Chapter 8
By the time sixth grade let out, Dad was drinking hard. He’d grown thin and haggard. His eyes were haunted like mine, maybe worse. He was grouchy and complained a lot. We got tired of being the adults; eventually our discipline broke down and we went feral.
To escape the gloom of the house, we camped in the woods, sometimes for days on end. We probably looked ridiculous on our bikes, laden down with the tent, sleeping bags and our fishing poles. My backpack held a towel, matches, a swimsuit, a roll of toilet paper, and fistfuls of Twinkies.
And my pills. One time I forgot to bring them. I wasn't worried about the pain - by then it wasn't so bad - but by the next day I was really sick. Jess got really scared and rode all the way home and brought them to me. Within an hour I felt okay again.
We loved the woods. There were thick beds of soft, dry pine needles that sucked away every sound. If we were quiet and sat very still, deer would come up close to us.
When the wind died down, black flies and mosquitoes drove us from the trees. We made camp on the dunes above Lake Michigan and Little Bay de Noc. It was private property of course, but wasn’t built-up yet.
We talked a lot at first, sharing our fears, memories, and dreams of a life together. I told her my secrets, all except the stuff about the fire. Neither of us really wanted to talk about that, anyway.
Jessie and I played on miles of fine, golden sand. Sometimes we waded in the streams, dark with tannin from the cedar swamps. That’s where we discovered the crawdads. Other times we’d fish from blocks of limestone that still bore scars of the last ice age. Once, Jessie caught a salmon that nearly dragged her into the water. Gulls screeched above us as we cooked it over a driftwood fire. We were very careful with the campfires.
Sometimes we’d just sit and listen to the wind whistling through the dune grass and humming in the primeval pines. The longer we were out there, the less we spoke. Our eyes would meet, and we just knew what it meant.

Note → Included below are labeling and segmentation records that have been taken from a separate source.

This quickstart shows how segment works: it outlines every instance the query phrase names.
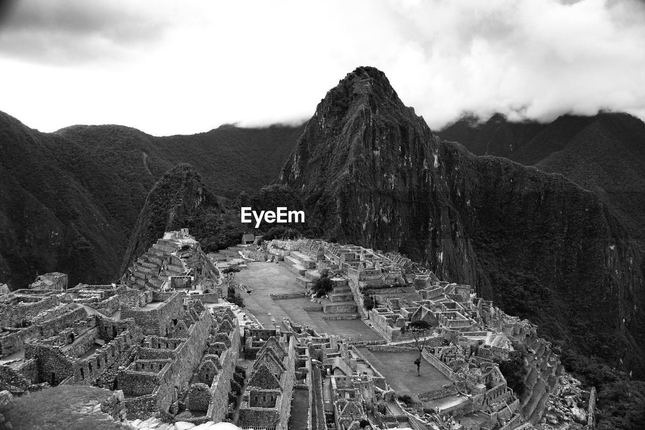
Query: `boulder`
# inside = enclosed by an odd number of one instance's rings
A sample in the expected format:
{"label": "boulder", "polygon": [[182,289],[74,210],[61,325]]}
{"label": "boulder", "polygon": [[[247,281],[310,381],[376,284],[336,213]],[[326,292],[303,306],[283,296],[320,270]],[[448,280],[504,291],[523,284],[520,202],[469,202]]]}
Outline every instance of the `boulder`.
{"label": "boulder", "polygon": [[192,422],[185,421],[177,421],[175,423],[175,430],[188,430],[195,427],[195,424]]}

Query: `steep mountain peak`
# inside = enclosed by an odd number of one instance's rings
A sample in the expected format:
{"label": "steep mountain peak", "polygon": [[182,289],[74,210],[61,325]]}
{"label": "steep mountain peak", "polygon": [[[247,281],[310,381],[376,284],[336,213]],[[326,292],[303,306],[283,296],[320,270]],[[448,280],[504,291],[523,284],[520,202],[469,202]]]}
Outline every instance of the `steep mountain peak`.
{"label": "steep mountain peak", "polygon": [[166,172],[146,199],[130,236],[121,273],[164,232],[185,227],[189,218],[207,207],[218,208],[217,198],[190,165],[180,163]]}
{"label": "steep mountain peak", "polygon": [[[348,73],[330,90],[312,119],[326,132],[340,132],[348,123],[381,117],[413,114],[406,107],[385,74],[374,67],[361,67]],[[311,122],[311,121],[310,121]]]}

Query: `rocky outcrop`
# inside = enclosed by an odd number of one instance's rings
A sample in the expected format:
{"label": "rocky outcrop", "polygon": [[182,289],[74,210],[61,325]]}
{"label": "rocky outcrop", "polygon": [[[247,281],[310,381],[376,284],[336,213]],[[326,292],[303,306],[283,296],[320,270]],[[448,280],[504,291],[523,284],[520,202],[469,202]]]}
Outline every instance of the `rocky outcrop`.
{"label": "rocky outcrop", "polygon": [[560,359],[551,349],[551,344],[535,336],[526,338],[524,355],[526,377],[520,407],[528,421],[537,423],[544,413],[544,405],[558,386],[559,377],[563,372]]}
{"label": "rocky outcrop", "polygon": [[441,141],[379,70],[329,91],[280,180],[321,236],[405,254],[550,341],[645,371],[642,259],[598,196]]}
{"label": "rocky outcrop", "polygon": [[164,232],[185,227],[188,218],[200,210],[217,210],[218,207],[201,176],[190,166],[179,164],[168,170],[146,199],[123,258],[121,274],[163,237]]}

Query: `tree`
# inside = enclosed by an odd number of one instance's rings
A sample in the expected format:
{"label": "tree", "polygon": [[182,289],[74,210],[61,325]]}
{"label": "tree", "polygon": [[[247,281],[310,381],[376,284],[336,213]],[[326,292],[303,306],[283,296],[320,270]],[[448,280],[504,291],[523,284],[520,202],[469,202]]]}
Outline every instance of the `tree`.
{"label": "tree", "polygon": [[410,333],[414,340],[415,345],[419,350],[419,358],[414,361],[417,365],[417,374],[421,376],[421,353],[426,346],[428,336],[432,333],[432,326],[427,321],[413,321],[405,327],[401,327],[402,333]]}
{"label": "tree", "polygon": [[333,282],[330,279],[328,274],[322,274],[313,282],[313,289],[316,293],[316,297],[322,297],[333,289]]}
{"label": "tree", "polygon": [[221,270],[222,274],[226,278],[226,286],[230,287],[231,282],[235,278],[235,274],[240,271],[239,267],[228,266]]}

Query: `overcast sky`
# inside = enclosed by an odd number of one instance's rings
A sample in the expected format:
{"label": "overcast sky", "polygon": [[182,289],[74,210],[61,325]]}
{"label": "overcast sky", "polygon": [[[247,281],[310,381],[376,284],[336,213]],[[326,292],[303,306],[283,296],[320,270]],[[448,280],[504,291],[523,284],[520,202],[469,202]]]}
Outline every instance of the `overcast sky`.
{"label": "overcast sky", "polygon": [[434,129],[466,111],[645,119],[637,0],[25,0],[0,13],[0,110],[42,131],[299,122],[361,65]]}

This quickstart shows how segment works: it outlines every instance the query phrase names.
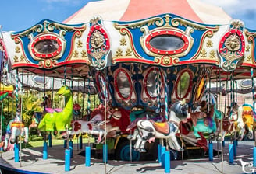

When the big lake roared, we’d bodysurf in the fresh, cool breakers. When it was calm we’d skinny-dip, giggling in the moonlight. When it rained, we’d huddle in the tent – or just ignore the weather and keep playing. The eagles, the thunderstorms, the smell of spruce and fir were the stuff of our hearts. This was our birthright, and we took it for granted. Somehow, the big water helped us heal.
At night we stripped down to our underwear, brushed off as much sand as we could, and zipped our sleeping bags together. We watched the slow progress of satellites across a trillion stars, underlined by the occasional meteorite. She’d fall asleep, and I’d lie awake staring at the face I loved, so unlike any other in the world.
I woke in the dark one night, Jessie’s fingers running through my hair.
“Cory?”
“Yeah?”
Her face hovered over me, lit by the moon’s reflection on the waves.
“Will you always love me?”
“Yeah, of course,” I mumbled, “Why?”
“Will you marry me in your heart, like Mom and Dad?”
Something in her tone made me wide awake.
“You mean for real?”
“Uh-huh.”
I knew this was important; it was a big thing she was asking. But I wanted it, too. More than anything.
“Yeah, Jessie, I promise.”
She rolled her eyes. “Not like that! You’ve got to say I do.”
“Oh, okay. I do.”
“I promise, too. Just like Mom and Dad,” she repeated solemnly. “I do.”
I shuddered as a pang of something powerful and not entirely pleasant cut through me. She leaned down and giggled, “You may kiss the bride,” and laid a big, wet smoochy kiss on my good cheek.
“Yuck!” That just made her giggle harder. I wiped off my face onto my arm.
“Go back to sleep! You’re letting cold air in.”
She laid back down and softly pressed her lips against mine. It left a ringing in my ears and the sweet, minty taste of toothpaste.
“Would you sing to me, Cory? Like Mom used to?”
“You want her lullaby?”
“Yeah.”
“Okay. Close your eyes.”
That night I dreamt about a rock that was two miles wide. It was perched on top of a saw-toothed mountain. In my dream, I climbed up and touched it, upsetting the delicate balance. It swayed such a tiny bit, but I knew that nothing could stop it from tilting further back and forth, however slowly. It’d be a long wait to see which side of the mountain that massive weight would come crashing down.
The next morning I woke to a flaming sunrise and Jess’s soft body pressed against me, her head on my shoulder. I gently brushed the ebony hair from her forehead, capturing the moment like a diamond in my heart. Somehow, I knew it’d never be the same between us; I thought the love would tear my heart in two. That feeling never really left me.